Risk factors and clinical features of infections caused by plasmid-mediated AmpC β-lactamase-producing Enterobacteriaceae
Introduction
The predominant mechanism for resistance to β-lactam antibiotics in Gram-negative bacteria is synthesis of a β-lactamase. Antibiotic-resistant strains that produce extended-spectrum β-lactamases (ESBLs), which provide resistance to oxyimino-cephalosporins (ceftazidime, cefotaxime, ceftriaxone, ceftizoxime and cefuroxime) and monobactams but not to 7-α-methoxy-cephalosporins (cefoxitin, cefotetan, cefmetazole and moxalactam), have emerged among members of Enterobacteriaceae family, predominantly in Escherichia coli and Klebsiella pneumoniae. In the past decade, a new problem has emerged in enteric bacteria, namely plasmid-mediated AmpC β-lactamases (plasmid AmpC). Resistance appeared in bacterial species such as K. pneumoniae, Salmonella spp. and Proteus mirabilis that lack an inducible AmpC enzyme as well as in E. coli that expresses the enzyme at a low level. Plasmid AmpC genes are derived from chromosomal AmpC genes of Gram-negative organisms such as Citrobacter freundii, Enterobacter cloacae and Aeromonas spp. and provide resistance both to oxyimino- and 7-α-methoxy-cephalosporins as well as monobactams [1].

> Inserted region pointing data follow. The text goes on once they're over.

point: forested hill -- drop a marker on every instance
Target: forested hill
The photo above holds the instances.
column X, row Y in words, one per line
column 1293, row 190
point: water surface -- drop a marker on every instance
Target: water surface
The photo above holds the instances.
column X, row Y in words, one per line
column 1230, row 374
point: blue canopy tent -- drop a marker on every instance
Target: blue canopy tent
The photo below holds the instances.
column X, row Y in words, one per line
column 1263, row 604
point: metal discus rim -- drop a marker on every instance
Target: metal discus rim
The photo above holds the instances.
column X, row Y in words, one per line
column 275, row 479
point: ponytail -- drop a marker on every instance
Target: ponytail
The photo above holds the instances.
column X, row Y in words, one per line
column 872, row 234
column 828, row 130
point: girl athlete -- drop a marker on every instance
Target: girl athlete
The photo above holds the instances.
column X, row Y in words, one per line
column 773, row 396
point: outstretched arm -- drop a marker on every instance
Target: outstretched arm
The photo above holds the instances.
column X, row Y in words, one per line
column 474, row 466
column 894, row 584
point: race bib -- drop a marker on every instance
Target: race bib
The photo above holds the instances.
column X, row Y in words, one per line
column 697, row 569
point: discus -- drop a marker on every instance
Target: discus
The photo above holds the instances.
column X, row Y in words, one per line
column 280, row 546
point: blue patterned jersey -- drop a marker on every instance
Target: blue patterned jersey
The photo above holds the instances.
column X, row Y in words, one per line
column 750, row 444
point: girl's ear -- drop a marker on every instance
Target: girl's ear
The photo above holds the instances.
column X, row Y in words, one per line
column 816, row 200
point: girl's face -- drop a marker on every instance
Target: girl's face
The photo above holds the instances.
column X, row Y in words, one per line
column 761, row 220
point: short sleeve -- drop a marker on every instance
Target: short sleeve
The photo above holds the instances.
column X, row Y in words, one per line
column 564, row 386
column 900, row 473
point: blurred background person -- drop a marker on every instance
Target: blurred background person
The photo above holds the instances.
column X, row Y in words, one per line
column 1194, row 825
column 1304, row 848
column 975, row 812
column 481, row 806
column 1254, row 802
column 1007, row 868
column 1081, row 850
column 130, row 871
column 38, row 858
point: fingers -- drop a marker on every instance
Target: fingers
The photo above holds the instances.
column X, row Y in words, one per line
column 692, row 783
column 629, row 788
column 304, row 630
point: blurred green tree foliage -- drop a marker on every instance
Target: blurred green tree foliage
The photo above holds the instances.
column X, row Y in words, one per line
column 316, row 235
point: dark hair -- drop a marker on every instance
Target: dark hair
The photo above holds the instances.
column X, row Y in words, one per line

By phenotypic susceptibility testing it is difficult to distinguish ESBL-producing organisms from plasmid AmpC-producing organisms because of their similar resistance profile [2]. Although increasing trends in the prevalence of plasmid AmpC in Enterobacteriaceae have repeatedly been reported [3], [4], [5], little is known about the risk factors and clinical features of infections caused by plasmid AmpC-producing Enterobacteriaceae. This study was therefore performed with the objective of analysing risk factors and clinical features of infections caused by plasmid AmpC-producing Enterobacteriaceae.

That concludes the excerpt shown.